Whether you love or hate Twitter, the microblogging site has revolutionized online communication and some scientists are even using it to ascertain worldwide mood. Though, what they’ve found is kind of a bummer.

In particular, Twitter has seen a steady decline in happy words and an increase in negative words since 2009, with the steepest decline beginning in early 2011 with no sign of improvement.

In a recent study, researchers at the University of Vermont assigned a happiness score of 1-9 to the 10,000 most common words in the English language. For example, “laughter” was given a relatively high average happiness score of 8.50 and “food” a 7.44, while “greed” and “terrorist” scored much lower, with scores of 3.06 and 1.30 respectively.

Afterward, those words were tracked in 4.6 billion tweets posted by more than 63 million Twitter users during a three-year period to ascertain people’s overall mood. According to the results, it seems societal happiness is on the decline.

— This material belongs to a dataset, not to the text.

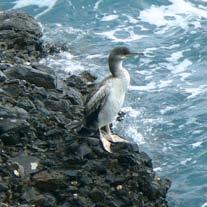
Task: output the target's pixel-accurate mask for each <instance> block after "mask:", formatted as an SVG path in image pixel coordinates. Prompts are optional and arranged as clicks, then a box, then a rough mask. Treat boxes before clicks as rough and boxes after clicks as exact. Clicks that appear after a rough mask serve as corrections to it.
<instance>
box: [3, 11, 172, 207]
mask: <svg viewBox="0 0 207 207" xmlns="http://www.w3.org/2000/svg"><path fill="white" fill-rule="evenodd" d="M7 35H8V36H7ZM40 37H41V30H40V27H39V25H38V23H36V21H35V20H34V19H33V18H32V17H30V16H29V15H27V14H25V13H20V12H3V13H0V56H1V52H3V56H1V58H2V59H1V61H2V63H1V64H0V206H22V207H23V206H24V207H29V206H41V207H52V206H54V207H56V206H57V207H58V206H60V207H68V206H71V207H109V206H110V207H167V206H168V204H167V201H166V194H167V191H168V189H169V187H170V181H169V180H167V179H161V178H160V177H158V176H156V174H155V172H154V171H153V166H152V161H151V159H150V158H149V156H148V155H147V154H146V153H144V152H140V151H139V148H138V146H137V145H136V144H135V143H114V144H113V145H112V151H113V153H108V152H106V151H105V150H104V149H103V147H102V144H101V143H100V140H99V139H98V138H97V137H96V136H97V135H96V136H95V135H93V136H89V135H88V136H86V135H85V136H83V135H80V134H77V133H76V131H78V130H77V129H79V128H81V126H82V124H83V120H84V100H85V99H86V96H87V94H88V93H89V91H91V90H92V87H91V86H93V84H94V82H93V81H94V80H95V78H94V77H93V76H91V75H90V74H89V73H87V72H86V73H83V74H82V75H79V76H76V75H71V76H69V77H67V78H66V80H65V81H62V83H61V84H62V87H61V88H57V86H56V77H55V73H54V71H55V70H53V69H51V68H48V67H47V66H44V65H41V64H38V63H36V60H37V58H38V57H40V55H41V53H42V52H41V40H40V39H39V38H40ZM15 56H16V58H15ZM33 59H35V62H30V63H29V64H27V65H25V64H18V62H19V61H20V60H22V61H20V62H24V61H25V60H26V61H31V60H33ZM8 61H9V62H10V63H9V64H8V63H3V62H8ZM11 63H12V64H11ZM28 65H30V66H28ZM59 81H60V80H59Z"/></svg>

As you might expect, the death of Osama bin Laden — when words like “death” and “killed” were common — produced the most unhappy words used on Twitter during the entire study, while the happiest days were weekends and holidays.

Outside of those, the happiest non-annual day during the study was April 29, 2011, the day Prince William and Kate Middleton tied the knot and words like “wedding,” “beautiful” and “kiss” abounded.

But you may want to take sometimes mercurial Twitter moods with a grain of salt. The study is careful to say, “There is an important psychological distinction between an individual’s current, experiential happiness and their longer term, reflective evaluation of their life.”